Analyses spécifiques
- Catégories d’AVC et facteurs de risque : Les AVC ischémiques et hémorragiques ont été étudiés en détail, en analysant les comorbidités associées, telles que les hospitalisations fréquentes, l’hypertension et les antécédents de maladie cérébrovasculaire.
- Ressources sanitaires : Une analyse spéciale a été réalisée pour évaluer l’impact des soins dans les hôpitaux à faible ou fort volume de patients atteints de SCD.
Résultats de l’étude
Taux cumulatifs d’événements cérébrovasculaires (CVE)
- Premiers événements : À 20 ans, les taux cumulatifs d’AVC ischémiques atteignaient 2,1 %, augmentant à 13,5 % à 60 ans. Les taux d’HIC et d’AIT à 60 ans atteignaient respectivement 6,8 % et 5,9 %.
- Tendances des AVC : Entre 2010 et 2019, une augmentation significative des AVC ischémiques a été observée, avec des taux atteignant 234,9 pour 100 000 années-patients chez les enfants et 431,1 chez les adultes (18-50 ans).

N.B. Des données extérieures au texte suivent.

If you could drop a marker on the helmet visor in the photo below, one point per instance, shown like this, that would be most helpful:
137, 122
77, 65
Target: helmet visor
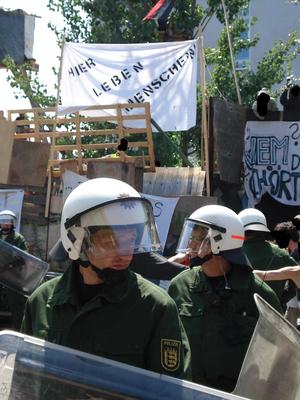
192, 236
124, 228
4, 220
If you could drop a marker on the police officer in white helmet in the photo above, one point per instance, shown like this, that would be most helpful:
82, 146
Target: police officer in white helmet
215, 298
99, 305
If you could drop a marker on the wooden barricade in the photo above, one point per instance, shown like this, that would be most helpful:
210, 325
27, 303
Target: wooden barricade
42, 125
175, 181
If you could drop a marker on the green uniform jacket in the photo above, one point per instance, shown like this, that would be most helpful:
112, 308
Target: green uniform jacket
16, 239
219, 328
15, 301
135, 322
264, 255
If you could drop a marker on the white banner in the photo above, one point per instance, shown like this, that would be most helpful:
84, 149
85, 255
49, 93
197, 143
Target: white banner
272, 161
163, 209
163, 74
12, 199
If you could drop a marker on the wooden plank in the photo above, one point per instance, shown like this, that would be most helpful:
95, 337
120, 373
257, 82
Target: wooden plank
172, 181
149, 136
40, 117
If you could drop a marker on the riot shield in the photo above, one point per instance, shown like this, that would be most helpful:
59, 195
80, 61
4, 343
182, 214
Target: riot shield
20, 271
32, 369
271, 369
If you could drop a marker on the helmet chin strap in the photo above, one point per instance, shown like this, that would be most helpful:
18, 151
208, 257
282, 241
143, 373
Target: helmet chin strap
200, 260
7, 231
111, 277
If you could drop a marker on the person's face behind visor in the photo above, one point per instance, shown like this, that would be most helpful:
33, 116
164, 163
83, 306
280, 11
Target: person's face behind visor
198, 234
111, 247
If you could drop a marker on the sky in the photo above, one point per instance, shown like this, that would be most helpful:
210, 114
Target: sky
45, 50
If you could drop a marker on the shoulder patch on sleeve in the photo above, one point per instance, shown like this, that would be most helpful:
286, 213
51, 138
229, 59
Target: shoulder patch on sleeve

Analyse des facteurs de risque
- Facteurs associés aux AVC ischémiques : Les hospitalisations fréquentes (HR 1,31), l’hypertension (HR 1,71) et l’hyperlipidémie (HR 1,45) figuraient parmi les facteurs de risque indépendants. Les antécédents de vasculopathie cérébrale (HR 4,38) et d’AIT (HR 2,87) étaient les plus fortement associés.
- Facteurs associés aux HIC : Une association significative a été constatée avec les syndromes thoraciques aigus (HR 1,46), l’insuffisance rénale (HR 2,11) et la thrombocytopénie (HR 2,02).
Incidence des événements récurrents
Parmi les patients ayant présenté un premier AVC ou AIT, 21 % ont subi un second événement pendant la période d’étude. Le risque cumulé d’un événement récurrent atteignait 17,8 % dans les 4 ans suivant le premier AVC.
Signification de l’étude
Ce travail fournit une mise à jour essentielle sur les tendances des AVC dans une population contemporaine large et diversifiée de patients atteints de SCD. Les résultats mettent en lumière : 1. Un retour des menaces cachées : Après un effet initialement positif de l’essai STOP, la diminution des taux d’adhésion au dépistage TCD pourrait contribuer à une recrudescence des AVC. 2. Le besoin non satisfait chez les adultes à risque élevé : L’absence de directives claires pour le dépistage et la prévention des AVC chez les adultes reste préoccupante. 3. Potentiel des facteurs modifiables : L’hypertension et l’hyperlipidémie doivent être contrôlées agressivement, avec des interventions adaptant les standards de soins généraux à cette population vulnérable.
Points forts et limites
Bien que cette étude s’appuie sur une base de données populationnelle riche et exhaustive, certaines limites doivent être notées, notamment l’absence de données sur le génotype SCD, les détails des traitements individuels et les infarctus cérébraux silencieux. Malgré ces limites, ce travail ouvre des perspectives prometteuses pour élaborer des stratégies d’intervention personnalisées dans la gestion des AVC liés à la SCD.
Conclusion
Les taux d’AVC chez les patients atteints de SCD, bien qu’initialement réduits grâce à l’essai STOP, montrent une tendance à la hausse, notamment chez les enfants et les adultes récents. Avec une population vivant plus longtemps, il devient crucial d’établir des lignes directrices robustes pour la prévention primaire et secondaire des AVC dans ce groupe à haut risque.